Length of mystery object

Question

What everyday object is ${n}^{-1/4}$ metres long, where $n$ is an integer?

Hint: n=

128

Note there may be some cultural dependence here.

Answer 1

With

n = 128

We have

$128^{(-1/4)} = 2^{(-7/4)} \approx 0.297m$ or $29.7cm$

An everyday object of that length is

An A4 sheet of paper: 21cm wide, and 29.7cm long

For details, and an explanation why theoretically the length is exactly $n^{(-1/4)}$ see M Oehm's answer

Answer 2

[I wanted this to be a comment to sousben's answer, but the formulas got a bit unwieldy.]

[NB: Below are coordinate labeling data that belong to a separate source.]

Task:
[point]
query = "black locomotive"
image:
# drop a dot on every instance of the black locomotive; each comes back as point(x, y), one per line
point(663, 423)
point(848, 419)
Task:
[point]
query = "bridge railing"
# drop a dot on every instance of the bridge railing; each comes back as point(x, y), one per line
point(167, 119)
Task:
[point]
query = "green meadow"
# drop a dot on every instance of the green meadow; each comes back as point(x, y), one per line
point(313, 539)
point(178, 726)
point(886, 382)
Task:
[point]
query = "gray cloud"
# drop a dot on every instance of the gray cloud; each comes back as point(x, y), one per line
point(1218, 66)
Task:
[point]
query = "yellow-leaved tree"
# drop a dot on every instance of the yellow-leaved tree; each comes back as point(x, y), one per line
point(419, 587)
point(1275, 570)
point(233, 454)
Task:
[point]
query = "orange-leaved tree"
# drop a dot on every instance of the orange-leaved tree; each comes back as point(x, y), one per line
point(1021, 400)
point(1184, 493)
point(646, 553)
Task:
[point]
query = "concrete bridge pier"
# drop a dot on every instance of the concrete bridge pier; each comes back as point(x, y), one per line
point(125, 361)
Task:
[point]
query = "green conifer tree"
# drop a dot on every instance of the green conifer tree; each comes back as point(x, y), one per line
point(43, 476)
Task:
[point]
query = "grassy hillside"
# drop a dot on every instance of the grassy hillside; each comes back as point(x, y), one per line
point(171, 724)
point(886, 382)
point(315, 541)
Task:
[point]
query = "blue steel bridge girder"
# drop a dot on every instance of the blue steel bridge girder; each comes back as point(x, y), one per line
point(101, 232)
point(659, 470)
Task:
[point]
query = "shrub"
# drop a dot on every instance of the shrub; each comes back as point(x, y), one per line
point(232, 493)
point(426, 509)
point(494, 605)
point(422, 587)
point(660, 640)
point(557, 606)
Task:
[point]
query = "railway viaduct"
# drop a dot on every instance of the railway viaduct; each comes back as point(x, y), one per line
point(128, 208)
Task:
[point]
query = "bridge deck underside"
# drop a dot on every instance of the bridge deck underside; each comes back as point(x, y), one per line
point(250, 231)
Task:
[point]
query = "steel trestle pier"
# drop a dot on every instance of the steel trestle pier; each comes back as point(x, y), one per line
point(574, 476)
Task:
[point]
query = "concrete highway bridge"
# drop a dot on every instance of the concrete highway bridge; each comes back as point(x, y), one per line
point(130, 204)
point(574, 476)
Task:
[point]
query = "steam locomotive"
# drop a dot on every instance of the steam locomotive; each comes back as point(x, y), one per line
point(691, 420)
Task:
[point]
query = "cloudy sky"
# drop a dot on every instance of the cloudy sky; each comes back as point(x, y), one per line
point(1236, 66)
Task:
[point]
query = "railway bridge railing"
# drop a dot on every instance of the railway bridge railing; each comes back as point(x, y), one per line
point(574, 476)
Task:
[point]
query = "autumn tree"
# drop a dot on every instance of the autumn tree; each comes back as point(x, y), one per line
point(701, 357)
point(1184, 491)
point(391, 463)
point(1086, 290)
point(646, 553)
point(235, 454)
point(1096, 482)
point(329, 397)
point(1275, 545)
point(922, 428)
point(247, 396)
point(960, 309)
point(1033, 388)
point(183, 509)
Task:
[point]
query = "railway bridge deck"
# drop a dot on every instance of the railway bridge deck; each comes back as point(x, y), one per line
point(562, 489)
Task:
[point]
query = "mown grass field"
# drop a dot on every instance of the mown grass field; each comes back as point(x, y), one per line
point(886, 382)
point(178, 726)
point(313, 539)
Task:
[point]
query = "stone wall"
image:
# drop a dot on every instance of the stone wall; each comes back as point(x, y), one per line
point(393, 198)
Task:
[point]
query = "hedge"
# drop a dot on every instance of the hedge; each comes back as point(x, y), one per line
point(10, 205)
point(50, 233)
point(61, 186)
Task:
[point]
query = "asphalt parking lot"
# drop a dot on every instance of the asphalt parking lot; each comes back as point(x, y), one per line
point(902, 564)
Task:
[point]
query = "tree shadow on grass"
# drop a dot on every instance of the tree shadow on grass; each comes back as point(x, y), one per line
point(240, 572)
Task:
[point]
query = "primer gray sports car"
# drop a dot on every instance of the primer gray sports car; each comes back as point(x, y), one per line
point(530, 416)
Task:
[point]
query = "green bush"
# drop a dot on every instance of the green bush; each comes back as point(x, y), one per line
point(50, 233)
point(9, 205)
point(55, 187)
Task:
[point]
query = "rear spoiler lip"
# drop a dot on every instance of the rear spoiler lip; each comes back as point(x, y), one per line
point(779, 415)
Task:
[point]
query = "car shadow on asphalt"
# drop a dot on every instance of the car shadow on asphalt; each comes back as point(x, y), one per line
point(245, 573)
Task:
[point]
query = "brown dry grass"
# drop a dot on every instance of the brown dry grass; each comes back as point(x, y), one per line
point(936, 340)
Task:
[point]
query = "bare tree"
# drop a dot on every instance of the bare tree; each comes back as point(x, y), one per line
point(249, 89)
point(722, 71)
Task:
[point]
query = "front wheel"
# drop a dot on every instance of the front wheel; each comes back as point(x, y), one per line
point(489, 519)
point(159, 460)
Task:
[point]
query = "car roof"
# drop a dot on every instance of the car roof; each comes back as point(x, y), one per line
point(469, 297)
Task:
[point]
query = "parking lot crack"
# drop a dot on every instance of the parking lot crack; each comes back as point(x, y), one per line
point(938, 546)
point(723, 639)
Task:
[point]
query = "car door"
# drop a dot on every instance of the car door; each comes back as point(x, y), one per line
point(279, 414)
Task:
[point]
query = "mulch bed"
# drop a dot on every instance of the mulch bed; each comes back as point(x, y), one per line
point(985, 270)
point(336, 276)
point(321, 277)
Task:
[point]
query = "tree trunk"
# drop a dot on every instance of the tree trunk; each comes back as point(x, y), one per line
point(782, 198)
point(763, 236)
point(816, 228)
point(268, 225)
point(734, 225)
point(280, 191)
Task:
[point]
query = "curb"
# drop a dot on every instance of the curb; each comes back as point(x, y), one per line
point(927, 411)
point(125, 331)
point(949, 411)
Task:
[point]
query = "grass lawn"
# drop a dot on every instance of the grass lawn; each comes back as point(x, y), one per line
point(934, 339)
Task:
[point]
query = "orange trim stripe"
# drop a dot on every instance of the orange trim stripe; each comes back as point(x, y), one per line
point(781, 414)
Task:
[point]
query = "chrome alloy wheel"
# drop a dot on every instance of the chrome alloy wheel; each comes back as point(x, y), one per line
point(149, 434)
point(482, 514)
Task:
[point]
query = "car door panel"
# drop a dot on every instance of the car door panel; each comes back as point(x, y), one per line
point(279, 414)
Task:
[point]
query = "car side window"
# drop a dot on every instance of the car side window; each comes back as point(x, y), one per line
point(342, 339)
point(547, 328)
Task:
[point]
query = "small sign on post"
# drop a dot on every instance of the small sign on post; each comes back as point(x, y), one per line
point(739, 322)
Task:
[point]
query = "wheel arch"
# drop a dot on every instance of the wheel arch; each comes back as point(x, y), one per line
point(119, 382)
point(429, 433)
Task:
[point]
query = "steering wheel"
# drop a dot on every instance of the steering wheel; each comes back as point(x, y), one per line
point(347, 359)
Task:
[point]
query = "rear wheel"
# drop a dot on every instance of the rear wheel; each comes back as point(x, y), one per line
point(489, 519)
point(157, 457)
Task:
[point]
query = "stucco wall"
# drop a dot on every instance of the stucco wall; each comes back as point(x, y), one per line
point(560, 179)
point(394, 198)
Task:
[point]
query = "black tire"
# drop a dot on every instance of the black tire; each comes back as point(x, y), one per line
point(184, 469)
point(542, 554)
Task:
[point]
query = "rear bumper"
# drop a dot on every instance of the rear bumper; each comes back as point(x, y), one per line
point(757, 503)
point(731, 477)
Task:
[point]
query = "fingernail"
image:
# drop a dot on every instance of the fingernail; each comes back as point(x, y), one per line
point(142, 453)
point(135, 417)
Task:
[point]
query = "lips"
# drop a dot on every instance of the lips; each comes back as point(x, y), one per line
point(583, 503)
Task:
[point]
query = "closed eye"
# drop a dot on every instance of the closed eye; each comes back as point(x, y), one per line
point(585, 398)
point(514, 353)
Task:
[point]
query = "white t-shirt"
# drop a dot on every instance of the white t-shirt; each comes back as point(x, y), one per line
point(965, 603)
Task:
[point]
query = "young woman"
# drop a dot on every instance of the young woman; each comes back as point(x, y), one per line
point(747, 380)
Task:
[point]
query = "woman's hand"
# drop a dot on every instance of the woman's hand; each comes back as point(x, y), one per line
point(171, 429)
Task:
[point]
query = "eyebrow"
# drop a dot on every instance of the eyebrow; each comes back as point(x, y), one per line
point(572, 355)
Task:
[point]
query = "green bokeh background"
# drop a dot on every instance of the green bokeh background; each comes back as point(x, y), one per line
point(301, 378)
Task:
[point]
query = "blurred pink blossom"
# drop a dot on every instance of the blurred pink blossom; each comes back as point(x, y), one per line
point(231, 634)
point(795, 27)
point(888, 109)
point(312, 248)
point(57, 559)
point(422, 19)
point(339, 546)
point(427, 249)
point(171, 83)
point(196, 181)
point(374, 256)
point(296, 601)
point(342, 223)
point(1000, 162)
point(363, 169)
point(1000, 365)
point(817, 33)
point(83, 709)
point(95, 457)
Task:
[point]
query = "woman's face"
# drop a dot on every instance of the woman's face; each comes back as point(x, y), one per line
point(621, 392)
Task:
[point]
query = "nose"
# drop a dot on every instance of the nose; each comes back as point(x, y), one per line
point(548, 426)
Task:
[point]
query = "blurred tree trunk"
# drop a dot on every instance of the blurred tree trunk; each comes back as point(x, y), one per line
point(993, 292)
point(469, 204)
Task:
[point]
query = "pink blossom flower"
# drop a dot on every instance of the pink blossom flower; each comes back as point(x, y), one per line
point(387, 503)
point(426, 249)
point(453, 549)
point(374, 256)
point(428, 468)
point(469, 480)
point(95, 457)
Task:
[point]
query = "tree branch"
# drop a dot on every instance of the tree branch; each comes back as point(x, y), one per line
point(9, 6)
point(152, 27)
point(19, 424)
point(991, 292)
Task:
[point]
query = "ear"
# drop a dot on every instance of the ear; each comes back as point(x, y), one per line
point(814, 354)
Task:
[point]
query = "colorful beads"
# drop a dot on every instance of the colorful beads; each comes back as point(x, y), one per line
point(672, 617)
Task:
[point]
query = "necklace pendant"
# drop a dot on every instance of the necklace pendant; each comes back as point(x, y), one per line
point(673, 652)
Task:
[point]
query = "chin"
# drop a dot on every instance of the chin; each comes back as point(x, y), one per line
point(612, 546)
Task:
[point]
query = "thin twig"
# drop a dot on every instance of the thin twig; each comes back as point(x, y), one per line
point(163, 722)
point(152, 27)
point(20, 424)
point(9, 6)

The papers of the A series of ISO 216 have a edge-length ratio of $\sqrt2:1$, and the long side of $\text A(n-1)$ is the short side of $\text A(n)$. $\text A0$ is defined to have a surface of $1\text m^2$, so

\begin{align} l\cdot \frac{l}{\sqrt2}&=1\text m^2\\ l^2&=1\text m^2\cdot\sqrt2\\ l&=1\text m\cdot2^\frac{1}{4} \end{align}

The lengths of the smaller sizes are:

$l_1=l_0/\sqrt{2}^1=1\text m\cdot2^\frac{1}{4}\cdot2^{-\frac{1}{2}}$
$l_2=l_0/\sqrt{2}^2=1\text m\cdot2^\frac{1}{4}\cdot2^{-\frac{2}{2}}$
$l_3=l_0/\sqrt{2}^3=1\text m\cdot2^\frac{1}{4}\cdot2^{-\frac{3}{2}}$
$l_4=l_0/\sqrt{2}^4=1\text m\cdot2^\frac{1}{4}\cdot2^{-\frac{4}{2}}$

The rule

$x^n\cdot x^m=x^{n+m}$

can be used to simplify $l_4$ to

$l_4=1\text m\cdot2^{\frac{1}{4}-2}=2^{-\frac{7}{4}}\text m$